AEM and Commerce build the stage where the brand lives. AEP builds the data infrastructure that makes everything else fast and real-time. Analytics gives Maya sight. The CDP gives her memory. Target and Journey Optimizer let her respond intelligently to what she sees and remembers. Campaign handles the programs that run on a calendar. GenStudio keeps the content engine from becoming a bottleneck. Marketo Engage handles the B2B relationships that consumer tools were never designed for. Marketo Measure connects B2B marketing to the revenue it influenced. Mix Modeler tells Maya where to invest next quarter. Workfront keeps the people and the process from falling apart.
None of these are islands. The CDP feeds Target. AEP powers Journey Optimizer. Analytics informs what gets tested. Workfront keeps the content flowing into the tools that need it. GenStudio connects to the asset libraries that feed everything downstream.

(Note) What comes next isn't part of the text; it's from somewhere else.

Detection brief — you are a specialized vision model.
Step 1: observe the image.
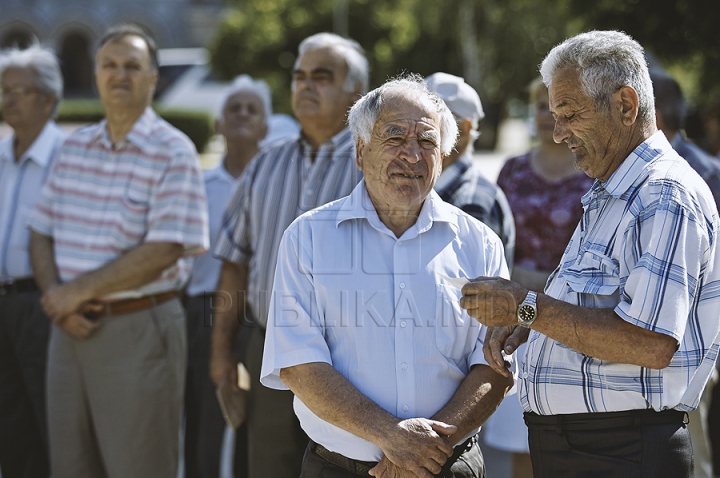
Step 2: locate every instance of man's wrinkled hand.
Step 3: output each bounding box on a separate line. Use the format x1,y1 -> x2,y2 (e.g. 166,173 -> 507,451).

A collection of tools solves individual problems. A system learns from itself, coordinates across functions, and gets more effective the longer it runs. The difference between those two things is architecture. And architecture is the reason these tools are designed to share a foundation rather than just share a logo.
That is what Adobe Experience Cloud is.
Not a suite of products you buy and configure. A connected system that, when it is working well, makes Maya’s instincts about her brand and her customers measurably sharper than she could ever be on her own.
Disclaimer:
The information, views, and opinions expressed here are my own, based on publicly available information, and do not represent the views or official position of Adobe. Maya and her store are fictional.